Sean Simpson (entraîneur de Zurich) : "Je suis vraiment fier d'être le coach de cette équipe. Nous avons très bien joué durant tout le tournoi. Si vous avez une équipe qui croit en elle, même les miracles peuvent devenir réalité. Personne ne croyait qu'un club suisse serait capable de gagner un trophée européen. Je pense que le fait d'avoir été rejoints au score à l'aller nous a même aidés. Cela aurait été difficile de garder l'équipe sur terre après une victoire."
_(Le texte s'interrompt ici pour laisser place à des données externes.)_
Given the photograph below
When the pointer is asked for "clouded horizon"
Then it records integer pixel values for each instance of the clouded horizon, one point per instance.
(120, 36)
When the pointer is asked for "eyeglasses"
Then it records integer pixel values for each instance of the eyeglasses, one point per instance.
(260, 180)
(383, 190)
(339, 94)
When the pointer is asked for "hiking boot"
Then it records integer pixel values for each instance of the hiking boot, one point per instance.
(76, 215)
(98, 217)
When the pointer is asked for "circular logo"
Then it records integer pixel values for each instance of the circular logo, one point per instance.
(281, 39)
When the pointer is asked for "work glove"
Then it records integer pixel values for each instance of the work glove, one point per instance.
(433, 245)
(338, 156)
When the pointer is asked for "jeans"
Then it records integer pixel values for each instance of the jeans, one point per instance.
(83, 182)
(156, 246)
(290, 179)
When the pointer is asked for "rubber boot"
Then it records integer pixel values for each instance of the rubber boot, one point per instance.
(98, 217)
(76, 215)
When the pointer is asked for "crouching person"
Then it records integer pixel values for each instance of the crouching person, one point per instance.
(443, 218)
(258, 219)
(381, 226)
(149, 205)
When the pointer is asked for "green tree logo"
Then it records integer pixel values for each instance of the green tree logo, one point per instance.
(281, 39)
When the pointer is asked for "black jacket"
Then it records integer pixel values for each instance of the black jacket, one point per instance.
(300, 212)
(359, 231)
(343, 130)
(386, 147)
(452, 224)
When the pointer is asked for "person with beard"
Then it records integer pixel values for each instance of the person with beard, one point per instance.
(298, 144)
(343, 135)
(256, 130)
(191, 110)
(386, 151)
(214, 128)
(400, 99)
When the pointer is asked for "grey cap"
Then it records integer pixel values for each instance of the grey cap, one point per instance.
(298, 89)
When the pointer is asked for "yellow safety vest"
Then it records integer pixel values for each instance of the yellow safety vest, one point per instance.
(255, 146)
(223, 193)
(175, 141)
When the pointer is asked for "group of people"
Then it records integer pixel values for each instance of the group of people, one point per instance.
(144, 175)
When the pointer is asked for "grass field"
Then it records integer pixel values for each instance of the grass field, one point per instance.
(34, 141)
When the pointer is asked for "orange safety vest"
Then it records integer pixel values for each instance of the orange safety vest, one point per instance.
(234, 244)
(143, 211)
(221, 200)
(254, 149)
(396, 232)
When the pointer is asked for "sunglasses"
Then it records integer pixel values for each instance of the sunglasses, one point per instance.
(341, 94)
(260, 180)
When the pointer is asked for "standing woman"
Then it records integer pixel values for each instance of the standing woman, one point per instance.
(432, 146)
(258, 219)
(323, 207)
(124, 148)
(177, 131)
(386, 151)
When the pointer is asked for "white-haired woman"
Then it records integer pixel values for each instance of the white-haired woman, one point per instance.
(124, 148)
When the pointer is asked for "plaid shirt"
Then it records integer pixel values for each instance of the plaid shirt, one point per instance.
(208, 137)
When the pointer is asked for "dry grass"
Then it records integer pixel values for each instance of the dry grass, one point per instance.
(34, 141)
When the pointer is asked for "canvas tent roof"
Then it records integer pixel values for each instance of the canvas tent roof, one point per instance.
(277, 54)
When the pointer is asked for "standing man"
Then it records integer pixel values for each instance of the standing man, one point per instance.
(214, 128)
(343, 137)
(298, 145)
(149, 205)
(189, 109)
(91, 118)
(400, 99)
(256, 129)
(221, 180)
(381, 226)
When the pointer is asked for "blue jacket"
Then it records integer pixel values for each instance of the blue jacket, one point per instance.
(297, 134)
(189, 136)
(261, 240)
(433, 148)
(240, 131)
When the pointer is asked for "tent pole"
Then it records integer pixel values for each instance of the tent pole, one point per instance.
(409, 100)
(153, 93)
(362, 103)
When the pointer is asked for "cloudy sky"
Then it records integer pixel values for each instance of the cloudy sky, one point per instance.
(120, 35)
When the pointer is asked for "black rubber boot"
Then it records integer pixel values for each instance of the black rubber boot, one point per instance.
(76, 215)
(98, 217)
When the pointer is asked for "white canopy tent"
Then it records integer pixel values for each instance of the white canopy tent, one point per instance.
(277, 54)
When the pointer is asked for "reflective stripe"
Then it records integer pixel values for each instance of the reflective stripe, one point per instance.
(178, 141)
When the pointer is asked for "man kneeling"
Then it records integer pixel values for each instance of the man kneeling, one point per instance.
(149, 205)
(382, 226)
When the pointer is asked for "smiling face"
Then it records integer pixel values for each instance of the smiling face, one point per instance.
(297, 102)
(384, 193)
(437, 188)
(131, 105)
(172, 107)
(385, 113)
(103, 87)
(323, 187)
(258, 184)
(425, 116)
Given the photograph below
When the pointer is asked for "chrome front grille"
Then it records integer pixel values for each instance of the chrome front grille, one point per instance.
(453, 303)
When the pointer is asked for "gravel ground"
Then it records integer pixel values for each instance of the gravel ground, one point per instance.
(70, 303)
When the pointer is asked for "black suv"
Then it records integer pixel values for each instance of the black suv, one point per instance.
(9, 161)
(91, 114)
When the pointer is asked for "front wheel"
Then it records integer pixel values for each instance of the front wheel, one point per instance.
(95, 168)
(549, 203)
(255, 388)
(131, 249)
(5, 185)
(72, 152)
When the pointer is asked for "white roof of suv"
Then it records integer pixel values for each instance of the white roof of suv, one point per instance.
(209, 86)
Valeri Belousov (entraîneur de Magnitogorsk) : "Félicitations aux ZSC Lions pour cette victoire qu'ils méritent. Nous avons plutôt bien joué au premier tiers, mais nous avons ensuite commis des erreurs. Deux d'entre elles ont produit des fautes dont Zurich a profité. On ne peut pas se permettre de telles erreurs dans un match si important."

 

ZSC Lions (SUI) - Metallurg Magnitogorsk (RUS) 5-0 (1-0, 1-0, 3-0)

Mercredi 28 janvier 2009 à 19h30 à la Diners Club Arena de Rapperswil. 6200 spectateurs.

Arbitrage de Tom Laaksonen et Jari Levonen (FIN) assistés de Mikko Kekäläinen et Jussi Terho (FIN).

Pénalités : Zurich 6' (2', 4', 0'), Magnitogorsk 10' (2', 4', 4').

Tirs : Zurich 39 (12, 10, 17), Magnitogorsk 25 (8, 10, 7).

Évolution du score :

1-0 à 17'17" : Down assisté de Pittis et Trudel

2-0 à 34'48" : Sejna assisté de Wichser et Suchy (sup. num.)

3-0 à 48'57" : Seger assisté de Pittis et Monnet (sup. num.)

4-0 à 49'51" : Alston assisté de Geering et Monnet

5-0 à 57'29" : Trudel assisté de Pittis et Down

 

ZSC Lions

Gardien : Ari Sulander.

Défenseurs : Radoslav Suchy - Severin Blindenbacher ; Mathias Seger (C) - Daniel Schnyder ;  Patrick Geering - Philippe Schelling.

Attaquants : Jean-Guy Trudel - Domenico Pittis - Blaine Down ; Ryan Gardner (A) - Peter Sejna - Adrian Wichser (A) ; Thibaut Monnet - Jan Alston - Mark Bastl ; Lukas Grauwiler - Oliver Kamber - Alexei Krutov.

Remplaçants : Lukas Flueler (G), Cyrill Bühler, Kevin Gloor. Absents : Beat Forster (parti à Davos), Andri Stoffel (épaule, saison terminée).

Metallurg Magnitogorsk

Gardien : Ilya Proskuryakov.

Défenseurs : Evgeni Varlamov - Vitali Atyushov (C) ; Evgeni Biryukov - Vladimir Malenkikh ; Vladislav Bulin (A) - Rinat Ibrahimov.

Attaquants : Jan Marek - Tomas Rolinek - Jaroslav Kudrna ; Denis Platonov - Aleksei Kaigorodov (A) - Igor Mirnov ; Stanislav Chistov - Nikolai Zavarukhin - Denis Khlystov ; Konstantin Pushkarev - Evgeni Fedorov - Vadim Ermolaeïev.

Remplaçants : Andrei Mezin (G). Absents : Vadim Shakhraïchuk (non qualifié en CHL), Karel Pilar (écarté, parti au Sparta Prague), Aleksei Simakov (écarté, parti au CSKA), Aleksandr Seluyanov (coup dans le dos dimanche à Kazan).